© Zürich Tourismus

«Kronenhalle»: Hohe Kunst und Hausmannskost

Die «Kronenhalle» ist eines der berühmtesten Restaurants der Schweiz. Hier speist man zwischen Originalen von Künstlern wie Miró, Chagall oder Picasso gehobene, zeitlose Hausmannskost und teilt sich das Lokal mit Prominenz aus aller Welt.

Wir schaffen es nur wenige Schritte in den Eingangsbereich der Zürcher «­Kronenhalle», bevor uns ein junger Mann in weissem Smoking und mit schwarzer Fliege begrüsst. Ab jetzt sind wir in den besten Händen, so wie immer. Er führt uns durch den dunklen Gang in Richtung der Gasträume. Das Klirren des Silbergeschirrs ist zu vernehmen, das Rauschen der Gespräche der Gäste, so wie es seit fast 100 Jahren zur Zürcher Institution gehört.

1924 eröffnen Hulda und Gottlieb Zumsteg die «Kronenhalle» im einstigen «Hôtel de la Couronne» unmittelbar beim Bellevue im Zentrum von Zürich.

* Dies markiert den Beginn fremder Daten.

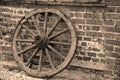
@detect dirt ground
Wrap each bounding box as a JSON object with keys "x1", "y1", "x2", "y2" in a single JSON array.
[{"x1": 0, "y1": 61, "x2": 112, "y2": 80}]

Von da an avanciert das Haus schnell zum beliebten Treffpunkt der Zürcher, aber auch der Künstler und Schriftsteller aus aller Welt. Als Gottlieb Zumsteg im Jahr 1957 stirbt, steigt Sohn Gustav, der zwischen­zeitlich als Händler edelster Stoffe in Paris Karriere machte, in die Geschäftsleitung ein. Mit seinen Kontakten in Modebranche und Kunstwelt verhilft er dem Lokal zum heutigen Legendenstatus.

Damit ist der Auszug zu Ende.